I tried to leave a comment on the piece but the widow (not really as she is remarried too) screens her comments and doesn’t post ones that contradict the blog’s thing of “anything goes as long as its sufficiently brown-nosing and dripping with pity”.
Do I get it? In terms of being newly widowed and learning the ropes in the first year or so, I do. It’s brutal and people without support networks are more the norm than not in North American society, which makes it harder. We are also a death denying/fearing culture and this complicates matters.

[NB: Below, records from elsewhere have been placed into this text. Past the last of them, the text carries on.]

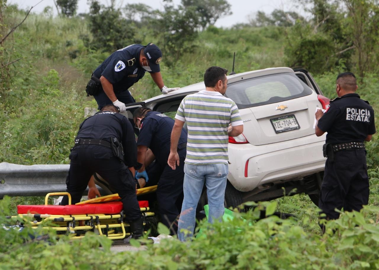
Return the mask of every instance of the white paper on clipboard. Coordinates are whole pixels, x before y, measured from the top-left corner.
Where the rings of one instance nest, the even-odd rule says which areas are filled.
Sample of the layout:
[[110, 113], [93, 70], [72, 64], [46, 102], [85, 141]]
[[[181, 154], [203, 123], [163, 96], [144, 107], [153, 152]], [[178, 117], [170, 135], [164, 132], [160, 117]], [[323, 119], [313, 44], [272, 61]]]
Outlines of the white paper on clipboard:
[[[324, 109], [321, 109], [321, 108], [318, 108], [318, 107], [316, 107], [316, 111], [315, 112], [315, 113], [316, 113], [316, 112], [318, 110], [322, 110], [323, 111], [323, 113], [324, 113], [325, 112], [325, 110], [324, 110]], [[316, 119], [316, 116], [315, 115], [315, 121], [313, 122], [313, 129], [315, 129], [316, 128], [316, 123], [317, 123], [317, 120]]]

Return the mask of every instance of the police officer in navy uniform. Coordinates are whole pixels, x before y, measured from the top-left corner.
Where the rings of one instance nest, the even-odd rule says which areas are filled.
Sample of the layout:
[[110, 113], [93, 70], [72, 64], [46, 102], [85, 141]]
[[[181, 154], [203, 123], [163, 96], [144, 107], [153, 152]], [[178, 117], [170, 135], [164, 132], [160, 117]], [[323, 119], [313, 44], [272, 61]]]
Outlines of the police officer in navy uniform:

But people who are farther along and still leading with their widow foot? I don’t get them at all. Why make loss and grief your identity? Why the need to solicit pity? Why blame every disappointment on the totally unrelated death of your spouse? Why still read between the lines of everything the people around you do or say and interpret it as a slap? Why feel sorry for the newly widowed and encourage them to take more time in the depths of grief than they normally would have but for your misguided “help”?
And frankly, I feel misunderstood and judged. Not a positive or negative? My ass.
It is the same old tripe message that implies that those of us who move on must not have had good marriages or loved our spouses. And don’t get me started on the whole “soul mate thing”. One widow’s comment on the post actually put forth the self-serving notion that people who move on never experienced real love. That their marriages were inferior and lacked the special magic that allows them to “get it”. They were to be pitied.
Really?
If I am pragmatic, I must be unfeeling. If I don’t agree with coddling or condoning questionable mindsets or behaviors, I don’t get it. If I think you are wrong, my marriage must have sucked.
But I do get it, all too well. I just don’t agree and that’s not the same thing at all.
If you want to make a living off your misfortune, you are hardly an anomaly. If you chose to work through your “issues” by pursuing a grief-related career, I’ve met more than a few people who’ve done just that. But don’t disingenuously smear those of us who’ve put our loved ones deaths into the perspective of our own lives and choose to rebuild off the cemetery. And don’t make assumptions about boots you haven’t walked in.
The only eyes we can actually see out of are our own. Myopic as they may be.
*Though she doesn’t mention what he thinks about being lumped with those of us who clearly didn’t love our late spouses and/or had marriages of questionable soul-mate status.